I think we are seeing this issue because Ray Tune trials are run as Actor tasks

rickyyx commented 1 year ago

Met with @nikitavemuri offline - and had a minimal example with 2.0.0rc0 where printing from actor gets picked up in the logs. Seems that there might be something in the tune library that configures the wandb differently than the simple example above.

nikitavemuri commented 1 year ago

This may actually be due to the trainable (or other user code) being run in a different actor from the _WandbLoggingProcess, which calls wandb.init() (@krfricke can you confirm this?). If a print statement is added after wandb.init() is called in https://github.com/ray-project/ray/blob/e5c3f1cf3a7d582eb0671f194667f94b282d30d8/python/ray/air/callbacks/wandb.py#L173, it does show up in the logs tab of the W&B run when using WandbLoggerCallback.

nikitavemuri commented 1 year ago

Hi @dirkweissenborn, looks like the console output from the Tune Trial currently doesn't show up in the W&B logs tab because wandb.init() is called in a separate logging process if using the WandbLoggerCallback. An alternative is to use the wandb_mixin, which initializes W&B before running the training function.

bllchmbrs commented 1 year ago

Log Level might be a good thing to control log volume, since this could incur network cost. Also, having a toggle / configuration in the WandbLoggerCallback to configure whether logs should be exported to W&B.

dirkweissenborn commented 1 year ago

I wasn't using either the mixin nor the wandbloggercallback. Instead we just used wandb directly, initializing it directly in the remote function.

krfricke commented 1 year ago

@nikitavemuri can you share the reproduction example that does report the logs when used in actors? In your example above the remote task logs to wandb for me but the actor does not.

If the mixin is not used, Tune does not set any wandb-specific settings.

Tune does optionally allow to redirect output to a file, but this does not happen per default, and it will still also output to sys.stdout / sys.stderr.

krfricke commented 1 year ago

I've managed to confirm that actors do indeed log to wandb.

I think the main thing that might be happening here is that the actors are destroyed before the wandb background task synchronizes everything up. Wandb collects logs, metrics, and artifacts in local files and uploads them asynchronously.

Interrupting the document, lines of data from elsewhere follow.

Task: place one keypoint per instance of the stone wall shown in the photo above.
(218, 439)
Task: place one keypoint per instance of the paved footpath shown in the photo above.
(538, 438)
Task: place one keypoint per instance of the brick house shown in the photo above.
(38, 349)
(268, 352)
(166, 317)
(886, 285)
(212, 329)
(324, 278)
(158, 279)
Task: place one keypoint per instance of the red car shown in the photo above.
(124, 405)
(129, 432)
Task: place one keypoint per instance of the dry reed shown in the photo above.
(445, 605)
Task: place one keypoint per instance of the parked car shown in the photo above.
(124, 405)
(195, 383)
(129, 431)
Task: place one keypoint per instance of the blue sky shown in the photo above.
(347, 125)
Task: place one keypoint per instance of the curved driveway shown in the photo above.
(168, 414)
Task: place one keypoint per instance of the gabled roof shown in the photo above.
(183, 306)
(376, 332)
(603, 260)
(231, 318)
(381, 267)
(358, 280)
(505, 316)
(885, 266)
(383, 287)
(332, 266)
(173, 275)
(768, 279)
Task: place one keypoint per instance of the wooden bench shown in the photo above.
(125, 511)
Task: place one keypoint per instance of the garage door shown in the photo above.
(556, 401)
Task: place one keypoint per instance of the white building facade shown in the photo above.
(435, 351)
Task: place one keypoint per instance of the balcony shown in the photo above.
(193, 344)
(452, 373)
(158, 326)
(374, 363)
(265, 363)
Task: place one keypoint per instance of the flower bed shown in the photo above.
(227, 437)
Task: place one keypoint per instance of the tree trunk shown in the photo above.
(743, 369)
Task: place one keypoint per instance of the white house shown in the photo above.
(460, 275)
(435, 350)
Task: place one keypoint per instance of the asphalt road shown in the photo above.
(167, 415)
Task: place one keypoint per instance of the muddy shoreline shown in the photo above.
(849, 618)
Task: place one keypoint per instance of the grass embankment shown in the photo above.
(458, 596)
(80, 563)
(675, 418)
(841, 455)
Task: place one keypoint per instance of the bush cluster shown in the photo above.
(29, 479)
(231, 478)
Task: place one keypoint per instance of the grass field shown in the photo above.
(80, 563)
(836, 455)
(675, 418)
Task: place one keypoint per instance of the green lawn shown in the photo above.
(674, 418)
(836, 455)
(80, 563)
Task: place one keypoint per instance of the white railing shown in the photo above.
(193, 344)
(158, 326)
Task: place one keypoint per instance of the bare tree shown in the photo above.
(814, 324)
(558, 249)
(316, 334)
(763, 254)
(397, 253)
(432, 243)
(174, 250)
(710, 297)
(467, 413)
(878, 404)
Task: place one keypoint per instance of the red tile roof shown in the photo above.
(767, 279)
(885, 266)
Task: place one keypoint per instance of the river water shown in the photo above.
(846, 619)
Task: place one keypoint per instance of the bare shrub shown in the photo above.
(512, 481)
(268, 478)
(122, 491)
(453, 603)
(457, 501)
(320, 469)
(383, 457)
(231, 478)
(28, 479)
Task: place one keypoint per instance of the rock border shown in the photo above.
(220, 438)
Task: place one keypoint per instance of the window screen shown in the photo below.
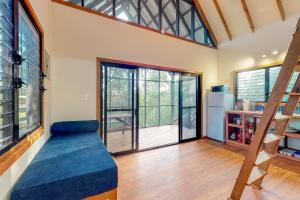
(20, 74)
(251, 85)
(6, 87)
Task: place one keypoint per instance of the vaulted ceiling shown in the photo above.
(261, 12)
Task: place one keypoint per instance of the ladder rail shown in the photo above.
(272, 106)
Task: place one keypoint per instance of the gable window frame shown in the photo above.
(17, 7)
(158, 19)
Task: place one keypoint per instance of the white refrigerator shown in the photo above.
(217, 105)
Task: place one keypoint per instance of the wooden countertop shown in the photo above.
(258, 113)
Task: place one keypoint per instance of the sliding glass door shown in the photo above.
(158, 108)
(146, 108)
(189, 106)
(119, 108)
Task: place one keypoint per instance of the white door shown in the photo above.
(216, 123)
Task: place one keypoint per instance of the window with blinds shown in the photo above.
(258, 84)
(20, 74)
(251, 85)
(29, 72)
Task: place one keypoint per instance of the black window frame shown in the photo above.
(208, 40)
(15, 67)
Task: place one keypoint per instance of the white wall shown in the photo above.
(8, 179)
(82, 37)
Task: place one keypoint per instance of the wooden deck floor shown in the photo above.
(201, 170)
(148, 138)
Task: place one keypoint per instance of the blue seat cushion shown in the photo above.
(69, 166)
(70, 127)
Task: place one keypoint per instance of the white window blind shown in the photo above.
(251, 85)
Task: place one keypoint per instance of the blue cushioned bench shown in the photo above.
(73, 164)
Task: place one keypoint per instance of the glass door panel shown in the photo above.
(119, 117)
(188, 107)
(158, 108)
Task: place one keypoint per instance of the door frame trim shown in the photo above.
(99, 106)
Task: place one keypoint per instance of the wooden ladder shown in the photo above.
(264, 145)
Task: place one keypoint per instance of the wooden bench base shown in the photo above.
(110, 195)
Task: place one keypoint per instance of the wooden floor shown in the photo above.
(148, 138)
(202, 170)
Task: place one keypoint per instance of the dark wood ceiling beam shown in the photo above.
(281, 10)
(223, 19)
(204, 18)
(247, 13)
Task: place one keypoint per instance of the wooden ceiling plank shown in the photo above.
(281, 10)
(204, 18)
(222, 19)
(247, 13)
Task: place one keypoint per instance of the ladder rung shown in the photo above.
(280, 117)
(256, 175)
(272, 138)
(297, 67)
(293, 93)
(263, 157)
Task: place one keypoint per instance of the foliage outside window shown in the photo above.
(20, 75)
(258, 84)
(176, 17)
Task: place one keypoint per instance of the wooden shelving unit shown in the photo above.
(289, 157)
(242, 127)
(239, 127)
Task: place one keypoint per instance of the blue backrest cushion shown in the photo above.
(70, 127)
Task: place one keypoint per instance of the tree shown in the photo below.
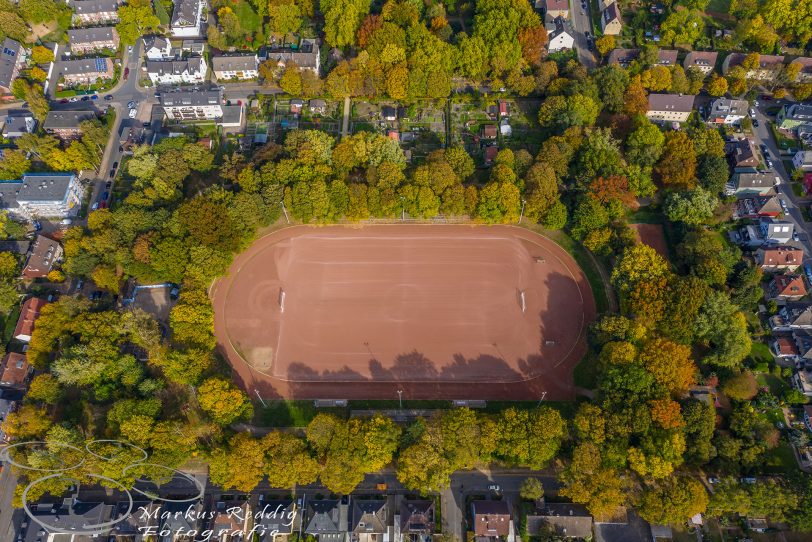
(673, 500)
(586, 481)
(45, 388)
(677, 166)
(693, 207)
(135, 20)
(531, 489)
(604, 44)
(670, 363)
(41, 55)
(223, 402)
(717, 86)
(741, 386)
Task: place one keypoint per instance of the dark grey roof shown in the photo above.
(84, 66)
(565, 519)
(89, 7)
(190, 98)
(671, 102)
(185, 13)
(326, 517)
(275, 516)
(369, 516)
(17, 247)
(8, 60)
(41, 187)
(66, 119)
(234, 63)
(90, 35)
(176, 67)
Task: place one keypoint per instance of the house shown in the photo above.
(230, 520)
(70, 514)
(95, 12)
(389, 113)
(157, 48)
(416, 520)
(563, 520)
(805, 74)
(792, 316)
(786, 288)
(757, 207)
(784, 347)
(45, 252)
(328, 519)
(808, 416)
(305, 56)
(559, 36)
(317, 107)
(553, 9)
(802, 160)
(187, 19)
(670, 107)
(490, 153)
(727, 111)
(189, 105)
(623, 57)
(89, 40)
(275, 520)
(19, 123)
(768, 66)
(57, 195)
(752, 184)
(29, 313)
(12, 59)
(84, 71)
(667, 57)
(611, 23)
(143, 517)
(240, 67)
(741, 153)
(802, 380)
(370, 520)
(66, 124)
(703, 61)
(190, 71)
(780, 258)
(14, 370)
(491, 519)
(791, 116)
(489, 131)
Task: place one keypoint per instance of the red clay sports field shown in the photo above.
(438, 311)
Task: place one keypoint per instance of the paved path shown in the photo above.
(345, 124)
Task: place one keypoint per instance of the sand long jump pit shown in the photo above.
(341, 311)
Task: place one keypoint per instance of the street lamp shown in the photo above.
(282, 203)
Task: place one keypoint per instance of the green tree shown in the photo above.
(223, 401)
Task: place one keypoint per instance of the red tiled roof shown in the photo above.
(28, 315)
(14, 369)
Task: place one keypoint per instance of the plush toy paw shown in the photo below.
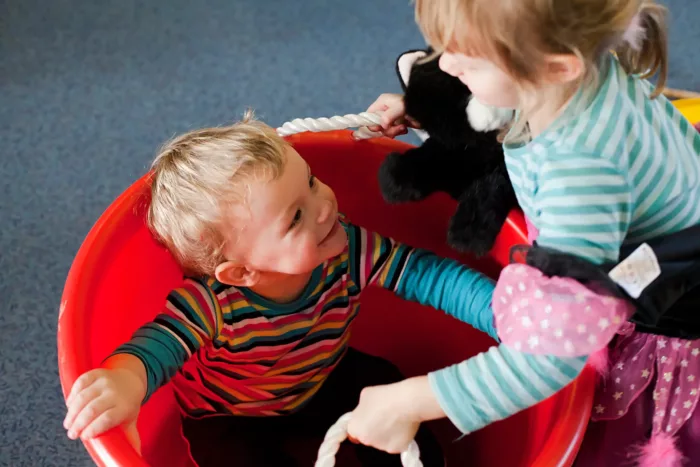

For me the difference was the wandb.finish() call. Without it, I wouldn't see logs in tune. With it, I see them consistently.

This script shows logs in all four runs:

def train_fn(config):
    import wandb
    wandb.init()

    print("Inside print")
    import sys
    sys.stdout.write("Inside stdout")
    sys.stdout.flush()

    wandb.finish()  # important!

    return 4

from ray import tune

tune.run(
    train_fn,
    num_samples=4
)

@dirkweissenborn can you add wandb.finish() and let me know if this solves your problem?

dirkweissenborn commented 1 year ago

This shouldn't be the issue in our case, as the jobs are running for quite a long time. Anyway, we actually do call wandb.finish. We are using python logging though, could that make a difference?

scottsun94 commented 1 year ago

@dirkweissenborn It seems that this issue is not fixed yet?

rickyyx commented 1 year ago

I think we have it working? @nikitavemuri

dirkweissenborn commented 1 year ago

I still don't see logger output when running with tune in ray 2.0.

On Wed, Oct 26, 2022, 00:15 Ricky Xu @.***> wrote:

I think we have it working? @nikitavemuri https://github.com/nikitavemuri

— Reply to this email directly, view it on GitHub https://github.com/ray-project/ray/issues/25011#issuecomment-1291199831, or unsubscribe https://github.com/notifications/unsubscribe-auth/AAKTUG4X5R2YPMZ7IWHU4ADWFBLYRANCNFSM5WOQLEFQ . You are receiving this because you were mentioned.Message ID: @.***>

scottsun94 commented 1 year ago

@krfricke Are you able to see the logs in W&B when using python logger?

This shouldn't be the issue in our case, as the jobs are running for quite a long time. Anyway, we actually do call wandb.finish. We are using python logging though, could that make a difference?